Since the genes within repressive TADs have low occupancy of MSL complex and lower H4K16ac, we wondered if repressive TADs lack genomic signatures that are required for MSL complex binding. Specifically, we asked if lower MOF activity correlates with lower density of the MSL complex entry sites in repressive domains. Drosophila MSL complex specifically binds to X, which occurs at CES [14]. CES contains GA-rich DNA sequence motif, called MRE, whose introduction to an autosome results in local recruitment of MSL complex to that site [14]. We identified 11,306 MRE motifs from the X chromosome of the reference genome (using an E-value < 10e-5 cutoff). The number of X chromosome MREs in repressive domains was not statistically different from random (Figure 2R, p > 0.1 Permutation test), indicating that the repressive TADs are not free of MRE motifs. However, when we investigated if genes in repressive TADs recruit MSL complex to their chromatin regions, we found only 20 overlaps between LADs and the 150 CES (approximately 57 expected, p << 0.001, Permutation test, Figure 2S) that recruit MSL [14]. We obtained consistent results from Null and Black domains (Figure 2R,S). These observations suggest that, on male X chromosomes, MSL complex does not efficiently bind genes within the repressive TADs.

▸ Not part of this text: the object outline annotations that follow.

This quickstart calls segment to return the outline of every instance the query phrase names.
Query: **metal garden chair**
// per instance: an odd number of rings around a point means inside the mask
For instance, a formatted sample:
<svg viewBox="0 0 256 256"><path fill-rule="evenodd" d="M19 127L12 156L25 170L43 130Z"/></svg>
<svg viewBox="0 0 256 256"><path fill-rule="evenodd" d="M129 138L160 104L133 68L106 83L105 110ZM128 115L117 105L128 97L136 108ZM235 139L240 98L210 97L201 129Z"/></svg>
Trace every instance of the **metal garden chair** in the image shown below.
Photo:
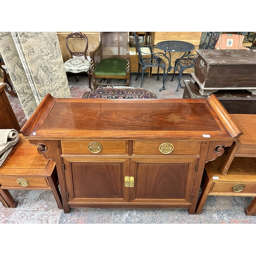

X-linked repressive TADs genes are less sensitive to disruption of MSL-complex functions compared to the canonical dosage-compensation target genes
If the repressive TAD genes are dosage-compensated in a non-canonical way on the male X chromosome, such genes might be indifferent to MSL complex function. If the low level of H4K16ac is matched to the generally low level expression of the genes in repressive domains, compensation of such genes should depend on MSL function. To investigate the impact of disrupted MSL complex function on X-linked genes in repressive TAD domains, we analyzed gene expression profiles of S2 cells whose MSL components were selectively depleted via RNAi-mediated knockdown [36,41,42]. When mof mRNA was depleted, X-linked genes within LADs displayed significantly less gene expression reduction; approximately 1.2 fold higher than genes in non-LAD domains (p = 1.1e-13, Mann-Whitney ⋃ test, Figure 3A). We made similar observations from X chromosome genes that belong to Null and Black domains from the Hi-C study and occupancy study. They exhibited about 1.1 to 1.3 fold more expression upon the depletion of mof than other X-linked genes in non-repressive domains (p < 2.3e-08). As expected, those chromatin regions that lack MOF binding and H4K16Ac were less sensitive to the RNAi treatment as well. Genes from regions without enrichment of MOF or H4K16Ac showed 1.2 fold more expression than the enriched regions (p = 1.1e-14 for MOF, and 0.11 for the acetylation). MOF is also bound to sites on autosomes as a part of NSL complex, while it activates only a small subset of genes that the complex binds to [43]. Consistent with this idea, we saw little down-regulation of overall autosomal gene expression from the mof depleted S2 cells (p > 0.05, Figure 3B).
We also asked if the expression of X-linked genes in repressive TADs was less sensitive to depletion of other MSL components. Our analysis showed significantly less reduction in expression in gene within repressive TADs, relative to non-repressive TADs, when msl-1 mRNA was depleted (Figure 3C,D, p < 0.001). Similarly, msl-2 and msl-3 knockdown caused 1.1 to 1.2 fold more X chromosome gene expression from genes in repressive TADs, compared to non-repressive TADs (Figure 3E-H, p < 0.01). These results were not due to the inaccurate detection of low abundant transcripts in hybridization-based techniques (i.e. microarrays) [44,45]. When we analyzed an independent study that performed RNA-Seq analysis of either mof or msl-2 depleted S2 cells, we also observed about 1.1 fold more expression from the X-linked genes within repressive TADs compared to non-repressive TADs (p < 0.001, Figure 3I-L). Therefore, results from the MSL knockdown were consistent with our observation in Figure 2 and suggest that repressive TAD genes on the X chromosome do not rely entirely on MSL complex for dosage compensation.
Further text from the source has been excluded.